Interview

David: So there was something about using your whole body that made it more attractive?

Edmund: Yes, that was a very important part of it. I knew that I was going to have a new phase in my life, and what I had avoided doing in my early years, I could do now.

David: Meaning being really true to your art, instead of looking for a commercial outlet?

Edmund: That’s right. I could live the bohemian life more. You could put the system down, ignore it, take your chances, and go for it.

David: How do you think the environment of Big Sur helped to inspire that in you?

Edmund: Well, I adore beauty. Let’s face it – this place is drenched in it. I’ve come to call it a suburb of Olympus. (Laughter)

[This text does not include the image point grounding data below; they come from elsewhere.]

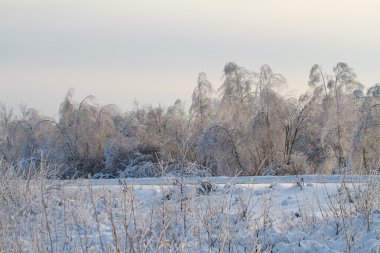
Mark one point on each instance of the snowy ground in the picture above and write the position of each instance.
(246, 214)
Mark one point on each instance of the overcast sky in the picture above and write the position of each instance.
(152, 51)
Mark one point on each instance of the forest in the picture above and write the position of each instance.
(244, 127)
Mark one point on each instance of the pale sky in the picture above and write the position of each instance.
(152, 51)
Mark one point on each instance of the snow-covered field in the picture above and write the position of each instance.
(245, 214)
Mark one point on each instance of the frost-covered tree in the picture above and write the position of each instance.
(201, 106)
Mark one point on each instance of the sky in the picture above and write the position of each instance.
(152, 51)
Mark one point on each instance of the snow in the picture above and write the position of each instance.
(221, 214)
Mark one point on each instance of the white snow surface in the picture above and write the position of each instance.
(219, 214)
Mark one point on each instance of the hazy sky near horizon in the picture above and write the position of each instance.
(152, 51)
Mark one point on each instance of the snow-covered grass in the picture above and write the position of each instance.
(251, 214)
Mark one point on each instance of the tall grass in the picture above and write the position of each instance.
(40, 215)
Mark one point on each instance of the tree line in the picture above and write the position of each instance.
(245, 127)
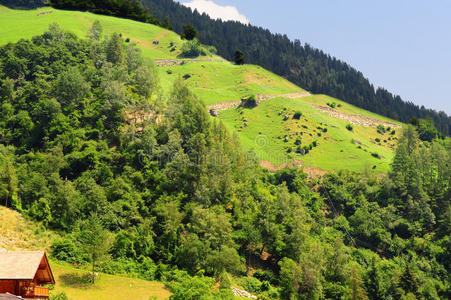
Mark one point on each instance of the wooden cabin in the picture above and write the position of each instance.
(23, 273)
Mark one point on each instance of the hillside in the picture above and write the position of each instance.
(18, 233)
(119, 155)
(297, 61)
(215, 81)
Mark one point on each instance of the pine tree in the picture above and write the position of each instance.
(95, 32)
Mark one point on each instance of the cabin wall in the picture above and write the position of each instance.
(7, 286)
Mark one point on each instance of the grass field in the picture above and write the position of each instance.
(270, 136)
(74, 283)
(215, 82)
(266, 132)
(18, 233)
(17, 24)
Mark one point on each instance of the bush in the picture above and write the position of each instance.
(266, 275)
(189, 32)
(297, 115)
(192, 49)
(252, 285)
(240, 58)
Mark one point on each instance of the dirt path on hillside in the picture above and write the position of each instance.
(353, 118)
(178, 62)
(311, 172)
(234, 103)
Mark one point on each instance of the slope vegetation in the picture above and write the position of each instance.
(18, 233)
(216, 81)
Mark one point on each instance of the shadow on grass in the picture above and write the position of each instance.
(77, 280)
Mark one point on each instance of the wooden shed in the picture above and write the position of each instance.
(23, 273)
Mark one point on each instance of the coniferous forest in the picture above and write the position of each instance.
(91, 147)
(308, 67)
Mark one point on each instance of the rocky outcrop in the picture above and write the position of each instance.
(241, 293)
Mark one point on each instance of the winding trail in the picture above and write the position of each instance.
(234, 103)
(355, 119)
(178, 62)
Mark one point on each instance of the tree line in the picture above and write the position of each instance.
(90, 147)
(302, 64)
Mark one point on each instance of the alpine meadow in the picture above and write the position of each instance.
(156, 164)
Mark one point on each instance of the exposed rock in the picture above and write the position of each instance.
(214, 112)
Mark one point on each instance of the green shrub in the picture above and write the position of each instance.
(376, 155)
(380, 129)
(252, 285)
(266, 275)
(64, 249)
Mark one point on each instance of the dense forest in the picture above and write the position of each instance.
(302, 64)
(91, 148)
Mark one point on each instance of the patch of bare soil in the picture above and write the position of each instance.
(234, 103)
(311, 172)
(177, 62)
(290, 96)
(353, 118)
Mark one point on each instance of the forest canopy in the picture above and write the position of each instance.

David: You talked at the beginning of the interview about how you’re something of a chameleon; that you take on your surroundings. So you wanted then to mimic the beauty of the environment?

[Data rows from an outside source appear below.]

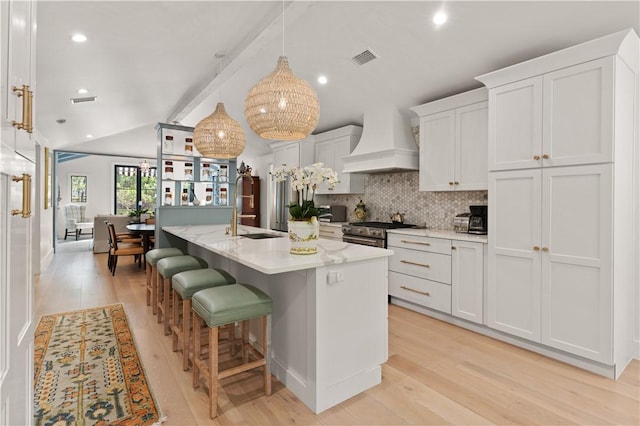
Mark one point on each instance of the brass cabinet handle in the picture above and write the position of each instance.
(415, 242)
(425, 293)
(26, 195)
(408, 262)
(27, 108)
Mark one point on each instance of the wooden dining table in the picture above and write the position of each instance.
(144, 229)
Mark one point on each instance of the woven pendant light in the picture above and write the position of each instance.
(218, 135)
(282, 106)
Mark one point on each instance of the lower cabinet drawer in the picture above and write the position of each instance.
(430, 266)
(423, 292)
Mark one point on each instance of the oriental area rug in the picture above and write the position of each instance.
(88, 372)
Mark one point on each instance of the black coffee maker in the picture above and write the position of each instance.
(478, 220)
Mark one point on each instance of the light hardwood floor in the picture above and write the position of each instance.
(436, 373)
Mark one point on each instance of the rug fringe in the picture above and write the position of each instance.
(160, 421)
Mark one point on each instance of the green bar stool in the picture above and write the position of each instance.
(152, 257)
(184, 285)
(167, 268)
(218, 306)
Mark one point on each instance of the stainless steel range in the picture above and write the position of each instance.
(370, 233)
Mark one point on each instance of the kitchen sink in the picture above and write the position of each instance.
(261, 236)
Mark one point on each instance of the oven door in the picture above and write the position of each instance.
(373, 242)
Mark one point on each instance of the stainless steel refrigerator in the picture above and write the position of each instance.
(282, 194)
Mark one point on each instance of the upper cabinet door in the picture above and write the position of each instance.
(437, 151)
(471, 147)
(578, 119)
(515, 125)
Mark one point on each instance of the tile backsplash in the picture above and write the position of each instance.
(387, 193)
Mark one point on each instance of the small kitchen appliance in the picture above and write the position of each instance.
(478, 220)
(461, 222)
(333, 213)
(370, 233)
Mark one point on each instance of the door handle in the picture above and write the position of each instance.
(26, 195)
(27, 108)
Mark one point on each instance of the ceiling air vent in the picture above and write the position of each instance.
(80, 100)
(364, 57)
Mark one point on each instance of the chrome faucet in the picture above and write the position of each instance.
(234, 214)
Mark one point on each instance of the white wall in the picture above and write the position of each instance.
(99, 171)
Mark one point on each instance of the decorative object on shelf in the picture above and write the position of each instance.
(219, 136)
(145, 166)
(360, 211)
(282, 106)
(303, 225)
(136, 213)
(303, 235)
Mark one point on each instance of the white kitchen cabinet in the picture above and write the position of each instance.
(560, 118)
(453, 142)
(467, 280)
(550, 257)
(331, 147)
(513, 287)
(561, 234)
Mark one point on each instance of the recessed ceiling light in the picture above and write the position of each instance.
(440, 17)
(79, 38)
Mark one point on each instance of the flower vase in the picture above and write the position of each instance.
(303, 236)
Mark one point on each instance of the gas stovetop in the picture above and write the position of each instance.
(372, 229)
(383, 225)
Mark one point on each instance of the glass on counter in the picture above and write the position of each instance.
(188, 146)
(208, 197)
(188, 171)
(168, 170)
(223, 196)
(184, 197)
(205, 172)
(168, 197)
(167, 144)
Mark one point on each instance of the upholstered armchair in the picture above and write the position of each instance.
(75, 220)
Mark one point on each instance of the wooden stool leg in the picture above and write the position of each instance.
(175, 314)
(245, 341)
(266, 353)
(213, 372)
(148, 271)
(195, 372)
(166, 306)
(186, 328)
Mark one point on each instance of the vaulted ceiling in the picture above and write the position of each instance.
(163, 61)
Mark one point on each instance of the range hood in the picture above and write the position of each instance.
(386, 144)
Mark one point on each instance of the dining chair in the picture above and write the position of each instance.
(118, 248)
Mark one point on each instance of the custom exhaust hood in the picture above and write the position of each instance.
(386, 144)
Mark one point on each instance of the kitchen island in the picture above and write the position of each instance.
(329, 333)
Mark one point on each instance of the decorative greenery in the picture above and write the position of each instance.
(304, 181)
(137, 212)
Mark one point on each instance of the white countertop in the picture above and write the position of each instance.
(435, 233)
(271, 255)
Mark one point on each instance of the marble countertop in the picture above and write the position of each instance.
(435, 233)
(271, 255)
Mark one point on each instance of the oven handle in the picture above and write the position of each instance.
(373, 242)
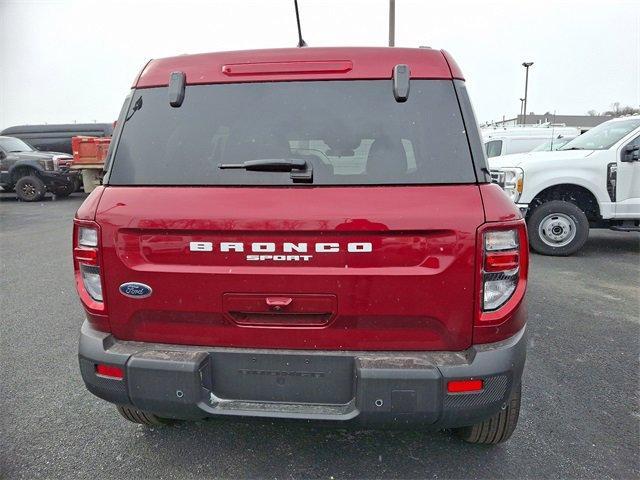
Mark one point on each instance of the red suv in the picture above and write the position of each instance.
(303, 233)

Edmund: That’s right, of course. I wanted to do something that expressed an intense sense of beauty, and release that energy that I had to keep putting out, just in a new way.

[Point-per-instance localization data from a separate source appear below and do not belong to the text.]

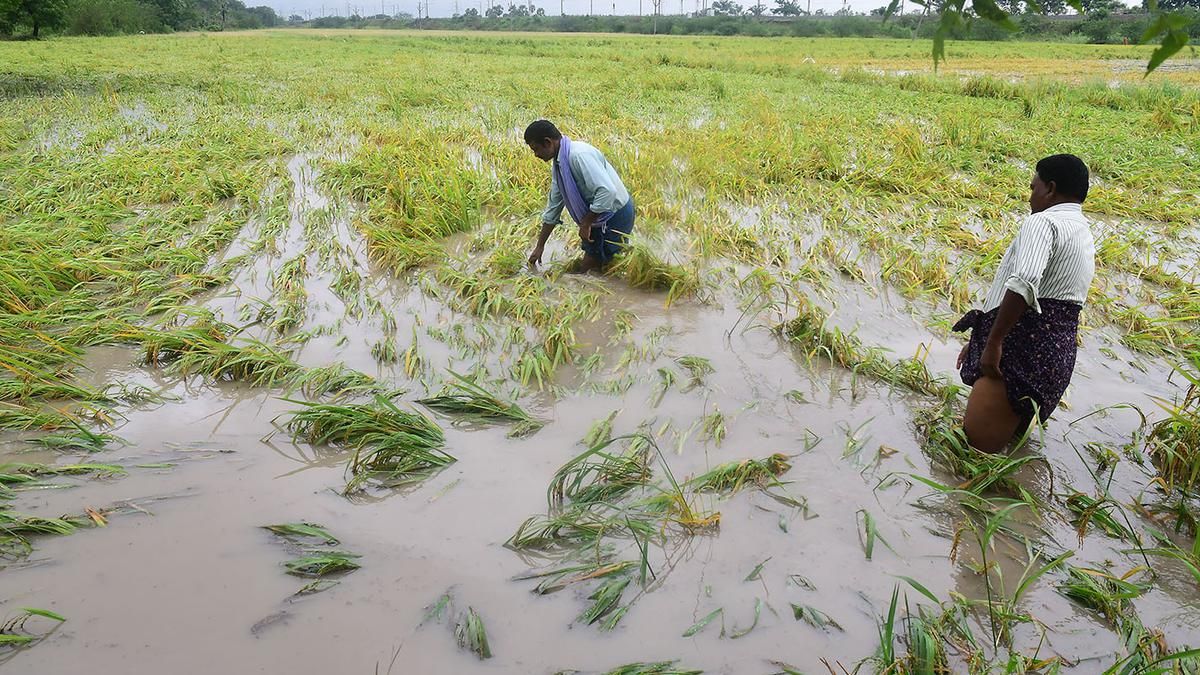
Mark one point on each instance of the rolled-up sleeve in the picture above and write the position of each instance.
(1031, 252)
(593, 172)
(553, 213)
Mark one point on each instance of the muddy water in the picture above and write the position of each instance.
(183, 579)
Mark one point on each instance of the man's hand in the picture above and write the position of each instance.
(989, 362)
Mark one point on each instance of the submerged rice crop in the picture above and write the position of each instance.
(391, 447)
(244, 214)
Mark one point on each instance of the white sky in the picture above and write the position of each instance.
(447, 7)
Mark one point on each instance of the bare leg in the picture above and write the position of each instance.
(585, 264)
(990, 422)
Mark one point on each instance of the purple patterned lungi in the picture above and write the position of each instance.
(1037, 359)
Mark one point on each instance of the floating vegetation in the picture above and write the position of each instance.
(642, 268)
(393, 447)
(323, 563)
(467, 626)
(655, 668)
(472, 635)
(313, 559)
(299, 531)
(809, 332)
(370, 197)
(733, 476)
(1174, 443)
(467, 400)
(13, 632)
(814, 616)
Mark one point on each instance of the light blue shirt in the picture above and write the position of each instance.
(598, 181)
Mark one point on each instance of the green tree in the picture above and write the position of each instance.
(36, 15)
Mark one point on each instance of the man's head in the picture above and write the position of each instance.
(543, 138)
(1057, 179)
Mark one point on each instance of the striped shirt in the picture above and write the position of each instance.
(598, 181)
(1053, 257)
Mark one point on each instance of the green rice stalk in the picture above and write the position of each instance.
(605, 599)
(323, 563)
(466, 399)
(733, 476)
(472, 635)
(301, 531)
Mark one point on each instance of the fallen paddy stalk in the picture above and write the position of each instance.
(391, 447)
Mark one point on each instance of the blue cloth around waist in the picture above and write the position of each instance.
(610, 240)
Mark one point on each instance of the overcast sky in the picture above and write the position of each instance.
(447, 7)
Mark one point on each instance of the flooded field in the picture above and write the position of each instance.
(279, 280)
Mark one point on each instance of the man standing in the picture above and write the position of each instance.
(1023, 346)
(582, 180)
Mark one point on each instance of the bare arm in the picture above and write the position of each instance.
(1012, 306)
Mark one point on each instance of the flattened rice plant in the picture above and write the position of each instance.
(391, 447)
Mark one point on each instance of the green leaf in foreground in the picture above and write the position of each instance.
(472, 635)
(655, 668)
(323, 563)
(814, 616)
(301, 530)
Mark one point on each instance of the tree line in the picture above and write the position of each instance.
(33, 18)
(1102, 22)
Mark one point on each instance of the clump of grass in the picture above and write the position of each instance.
(313, 560)
(814, 616)
(809, 332)
(697, 368)
(301, 531)
(323, 563)
(468, 627)
(947, 446)
(466, 399)
(391, 447)
(652, 668)
(13, 632)
(46, 390)
(472, 634)
(1174, 443)
(600, 432)
(605, 599)
(28, 475)
(1101, 591)
(28, 418)
(559, 578)
(641, 268)
(599, 476)
(735, 476)
(384, 351)
(82, 438)
(1091, 511)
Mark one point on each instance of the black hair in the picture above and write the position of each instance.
(1068, 173)
(541, 130)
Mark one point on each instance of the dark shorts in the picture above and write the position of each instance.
(613, 240)
(1037, 359)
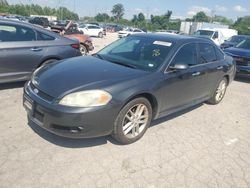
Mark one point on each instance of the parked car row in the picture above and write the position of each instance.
(121, 89)
(25, 47)
(241, 54)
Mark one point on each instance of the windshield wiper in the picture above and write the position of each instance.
(99, 56)
(124, 64)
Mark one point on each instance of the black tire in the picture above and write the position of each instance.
(83, 49)
(214, 99)
(118, 132)
(100, 35)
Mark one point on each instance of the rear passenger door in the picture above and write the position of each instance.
(184, 87)
(213, 59)
(19, 52)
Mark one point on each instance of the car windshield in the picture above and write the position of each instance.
(205, 33)
(236, 39)
(138, 52)
(245, 44)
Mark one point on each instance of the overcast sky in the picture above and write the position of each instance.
(181, 9)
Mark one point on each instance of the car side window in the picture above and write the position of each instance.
(42, 36)
(207, 53)
(220, 54)
(7, 32)
(186, 55)
(11, 33)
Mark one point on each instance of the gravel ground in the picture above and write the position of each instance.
(206, 146)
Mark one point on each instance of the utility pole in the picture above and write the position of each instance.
(30, 2)
(212, 15)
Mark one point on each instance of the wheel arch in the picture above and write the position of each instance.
(150, 97)
(86, 46)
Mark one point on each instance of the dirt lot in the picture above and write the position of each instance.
(206, 146)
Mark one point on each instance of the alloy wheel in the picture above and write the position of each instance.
(135, 120)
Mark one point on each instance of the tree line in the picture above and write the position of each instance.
(155, 22)
(163, 22)
(26, 10)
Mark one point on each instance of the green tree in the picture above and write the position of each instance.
(118, 11)
(201, 17)
(134, 19)
(141, 17)
(102, 17)
(222, 20)
(242, 25)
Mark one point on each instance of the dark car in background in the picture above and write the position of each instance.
(120, 89)
(233, 41)
(241, 55)
(44, 22)
(71, 31)
(25, 47)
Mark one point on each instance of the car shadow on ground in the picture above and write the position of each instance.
(70, 142)
(243, 79)
(91, 142)
(13, 85)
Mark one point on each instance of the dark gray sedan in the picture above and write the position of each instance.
(123, 87)
(25, 47)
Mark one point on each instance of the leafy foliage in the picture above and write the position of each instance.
(27, 10)
(118, 11)
(242, 25)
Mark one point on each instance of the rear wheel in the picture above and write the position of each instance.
(219, 92)
(83, 49)
(132, 121)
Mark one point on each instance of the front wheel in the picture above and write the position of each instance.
(83, 50)
(132, 121)
(219, 92)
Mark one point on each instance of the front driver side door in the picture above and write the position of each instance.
(182, 88)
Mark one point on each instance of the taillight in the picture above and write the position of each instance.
(76, 46)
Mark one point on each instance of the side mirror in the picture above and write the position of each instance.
(179, 66)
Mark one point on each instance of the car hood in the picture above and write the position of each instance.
(81, 73)
(228, 43)
(237, 52)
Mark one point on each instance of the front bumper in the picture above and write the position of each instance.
(242, 70)
(69, 121)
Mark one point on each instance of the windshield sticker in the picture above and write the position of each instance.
(163, 43)
(156, 52)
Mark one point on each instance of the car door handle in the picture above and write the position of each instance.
(219, 68)
(196, 73)
(36, 49)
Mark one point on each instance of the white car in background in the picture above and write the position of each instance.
(128, 32)
(91, 30)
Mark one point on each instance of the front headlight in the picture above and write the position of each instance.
(86, 98)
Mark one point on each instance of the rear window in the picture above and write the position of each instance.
(207, 53)
(42, 36)
(245, 44)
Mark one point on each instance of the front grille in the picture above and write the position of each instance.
(41, 93)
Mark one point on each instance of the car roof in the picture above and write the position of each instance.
(174, 38)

David: Whenever you would start a piece, did you know where it was going?

Edmund: No.

David: It would sometimes just form as you were doing it?

Edmund: Just the way it is when you write something. You take an absolutely blank mass, then you take the first word, and that leads to the second word. The second word leads to fifteen words. Fifteen lead to forty-five, right?

David: Yeah, it develops as you are going.

Edmund: Yes, and somewhere along the line you get a picture of where you are going.

David: Has this been the case with every one of your pieces?

Edmund: No, absolutely not. But I prefer doing it that way. Being a totally visual person, I flash all kinds of pictures through my mind. I can look at a piece of wood, and think of fifty things you can do with it. But then if I develop something in my mind to such a high degree, I no longer want to make it. It’s already so well formed in my vision that I don’t want to go through the labor of making it. It would become like a dead experience of just reproducing what was some mental image – finite and totally designed – which is the way much sculpture has been done.

In classical sculpture it was always an artist who drew the image ahead of time in all the details, and laborers followed very detailed charts to make it work. But by not knowing, it’s an alive experience every minute. You’re taking a risk, a chance, a decision; all that excitement is there every moment of it. But there are times when people commission you, and they want a sketch of what you’re going to do. So you think in those terms, you create a visual image in a drawing, and then you reproduce it for them.